Era equipaggiata con un motore 2000 turbo in grado di erogare 300 cavalli dichiarati. Le prestazioni erano sorprendenti: un’auto così leggera accelerava da 0-100 in appena 4″ per una velocità massima di circa 220 km/h. Poi le prestazioni cambiavano a seconda della messa a punto e del cambio per i vari tracciati.

Erano e restano molto diversi tra loro i settaggi relativi alla conformazione richiesta per terra o asfalto e per la tipologia di gara: MonteCarlo, piuttosto che Turchia. La vettura inoltre era stata profondamente rivista nella trasmissione e nelle sospensioni: era dotata di trazione integrale e utilizzava un cambio sequenziale a cinque o anche a sei rapporti.

Storia della Peugeot 206 nei Trofei Rally Peugeot in Italia

Il Trofeo Peugeot Rally negli anni 2000, più precisamente nel 2005, ha concluso l’esperienza con la 206 WRC con cui Renato Travaglia e Flavio Zanella hanno portato il primo titolo italiano rally assoluto piloti e costruttori a Peugeot (2002) e terminata l’esperienza con la successiva Peugeot 206 S1600, Peugeot ha deciso di puntare per la squadra ufficiale su un giovane fra quelli che si sono messi in luce nel Trofeo Peugeot a cui affidare la 206 Rallye Gruppo N e puntare al titolo di categoria 2005.

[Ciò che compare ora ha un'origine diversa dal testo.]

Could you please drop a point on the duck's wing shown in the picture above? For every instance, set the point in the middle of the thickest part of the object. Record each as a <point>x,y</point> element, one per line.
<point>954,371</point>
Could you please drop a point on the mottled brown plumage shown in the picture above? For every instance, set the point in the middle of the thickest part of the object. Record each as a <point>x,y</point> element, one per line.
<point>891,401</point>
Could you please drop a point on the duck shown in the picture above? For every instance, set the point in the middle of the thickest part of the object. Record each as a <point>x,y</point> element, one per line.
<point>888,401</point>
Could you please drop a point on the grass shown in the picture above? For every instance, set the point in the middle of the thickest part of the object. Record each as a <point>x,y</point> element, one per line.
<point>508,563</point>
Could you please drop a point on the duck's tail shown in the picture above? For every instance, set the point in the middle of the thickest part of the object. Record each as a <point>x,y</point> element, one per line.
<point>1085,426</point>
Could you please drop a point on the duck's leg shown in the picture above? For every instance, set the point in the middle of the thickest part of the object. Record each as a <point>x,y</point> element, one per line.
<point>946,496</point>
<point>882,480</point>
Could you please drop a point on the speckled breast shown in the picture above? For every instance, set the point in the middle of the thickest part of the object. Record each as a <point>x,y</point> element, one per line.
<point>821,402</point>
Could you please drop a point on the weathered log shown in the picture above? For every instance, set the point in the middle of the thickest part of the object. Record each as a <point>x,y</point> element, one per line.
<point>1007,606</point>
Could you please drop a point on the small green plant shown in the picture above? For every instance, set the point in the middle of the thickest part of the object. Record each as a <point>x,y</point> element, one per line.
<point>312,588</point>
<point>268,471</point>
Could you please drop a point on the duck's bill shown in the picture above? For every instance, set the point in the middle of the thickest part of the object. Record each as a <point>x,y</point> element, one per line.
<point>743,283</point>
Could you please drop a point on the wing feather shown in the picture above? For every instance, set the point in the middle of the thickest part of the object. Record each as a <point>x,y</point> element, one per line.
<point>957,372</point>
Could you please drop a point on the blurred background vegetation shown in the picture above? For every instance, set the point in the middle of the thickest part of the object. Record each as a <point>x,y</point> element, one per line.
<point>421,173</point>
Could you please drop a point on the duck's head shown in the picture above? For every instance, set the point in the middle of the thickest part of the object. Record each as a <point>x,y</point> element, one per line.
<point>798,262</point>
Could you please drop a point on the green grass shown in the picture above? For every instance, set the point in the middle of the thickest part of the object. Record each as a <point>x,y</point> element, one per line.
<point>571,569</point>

In quell’occasione fu scelto il friulano Luca Rossetti, già vincitore in zona del monomarca con una Peugeot 106 (2001). In coppia con Matteo Chiarcossi, Rossetti ha vince lo scudetto Gruppo N e si è merita totale conferma e il passaggio sulla più impegnativa 206 S1600 con cui si è riconfermato. Dal 2007 inizia la storia della Peugeot 207 Super 2000 con cui è diventato vice campione d’Italia e nel 2008 si è aggiudicato il titolo italiano assoluto sia il titolo Europeo.

Va anche detto in questo contesto della storia sportiva della Peugeot 206 che il Trofeo Peugeot Rally dal 2004 assume la denominazione di Peugeot Competition. In questo trofeo monomarca si mettono in evidenza Michele Rovatti (vincitore nel 2006 e 2007 con la 206 RC Gruppo N), Massimo Dal Ben e Rudy Michelini. Con Claudio Vallino campione nel 2008 che così è diventato il pilota ad aver vinto il maggior numero di titoli nell’ambito dei promozionali Peugeot.